En effet, quelques années plus tard, les promesses de Songs Of Praise n'ont pas été confirmées, et ceux qui s'attendaient à voir le groupe s'envoler vers les sommets de la célébrité en sont pour leur frais. Avec Food For Worms (2023) on avait compris qu'il se passait quelque chose chez ces gars là, quelque chose qui faisait penser à une volonté assez tenace de changer de direction après Drunk Tank Pink. Si les hymnes post-punk des débuts étaient désormais bien loin, Food For Worms présentait pourtant le groupe sous un profil étonnamment séduisant.
La sortie de Cutthroat semble être la continuité de cette chrysalide entamée deux ans plus tôt. Seulement voilà, là où Food For Worms semblait vouloir prendre le temps de se découvrir, shame refusent parfois délibérément d'allumer la lumière pour nous aider à nous retrouver dans ce labyrinthe.
Si l'idée était d'être expéditif et mettre en exergue le besoin d'immédiateté, le but est atteint avec des titres comme To And Fro, Nothing Better ou Screwdriver. Il se dégage quelque chose d'assez jouissif, comme si le groupe voulait en découdre et nous emporter avec lui. Sans avoir peur de trop se tromper, on se dit ici que shame cherchaient de la matière pour vite repartir en tournée. Nothing Better ou le très inspiré Quiet Life touchent leur cible sans difficulté et sont sans aucun doute calibrés pour les performances live.
Les faits sont implacables, shame ont fait bien du chemin depuis leurs débuts, comme en témoignent Spartak ou Plaster aux sonorités indés US assumées. Il n'est pas question ici de tourner en rond, et shame ne craignent pas de sortir de la logique dans laquelle on l'envoyait quelques années plus tard. D'aucuns regretteront ce virage, pourtant pas si étonnante si l'on se replonge dans Food For Worms. Le groupe prend parfois plaisir à jouer sur des structures et sonorités plus électroniques comme sur le déjanté After Party ou le faussement joyeux Axis Of Evil.

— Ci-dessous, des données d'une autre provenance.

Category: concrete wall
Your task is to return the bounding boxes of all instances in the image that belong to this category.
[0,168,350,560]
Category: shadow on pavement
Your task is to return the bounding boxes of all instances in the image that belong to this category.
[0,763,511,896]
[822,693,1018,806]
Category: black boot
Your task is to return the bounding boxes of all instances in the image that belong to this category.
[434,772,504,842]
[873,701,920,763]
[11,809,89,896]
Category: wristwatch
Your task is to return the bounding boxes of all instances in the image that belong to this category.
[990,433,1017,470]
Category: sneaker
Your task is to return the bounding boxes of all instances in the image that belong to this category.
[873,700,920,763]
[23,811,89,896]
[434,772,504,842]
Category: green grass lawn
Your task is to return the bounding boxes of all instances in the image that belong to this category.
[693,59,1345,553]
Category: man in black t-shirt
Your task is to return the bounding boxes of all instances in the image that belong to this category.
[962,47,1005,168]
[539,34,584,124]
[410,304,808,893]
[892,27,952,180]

Tout ça est plutôt bien senti mais la volonté affirmée de faire un album festif n'est pas sans risque. Le piège de tomber dans les écueils grossiers est certes évité haut-la-main, pourtant quelque chose ne tombe pas rond, et le groupe peine parfois à nous emporter comme il avait su le fait auparavant. S'enfoncer sur certaines routes n'est pas sans risque, et à force de déconcerter son petit monde, certains pourraient bien vite se retrouver au bord du chemin. Car pour apprécier Cutthroat à sa juste valeur, il faudra faire le deuil brutal du groupe des débuts.
Bien sûr certaines sonorités, ou mélodie rappellent sans difficulté l'esthétique propre d'une formation qui possède une personnalité forte. Néanmoins, les Londoniens ne ménagent personne, et suivent leur idée quoi qu'il en coûte. Résultat, Cutthroat est parfois un buisson dense, qui sera difficilement accessible à ceux qui refuseront de se plier aux choix du groupe. Situation assez paradoxale puisque cet l'album est en définitive le plus positif, le plus dansant, et peut-être le plus évident de leur discographie.
Il faudra s'y faire, et à vrai dire, il serait dommage de fermer la porte à ce groupe talentueux, qui aura au moins le mérite d'essayer de s'embarquer vers de nouvelles aventures, pour ne pas s'ennuyer, pour tracer sa propre voie, au risque de vous laisser de côté.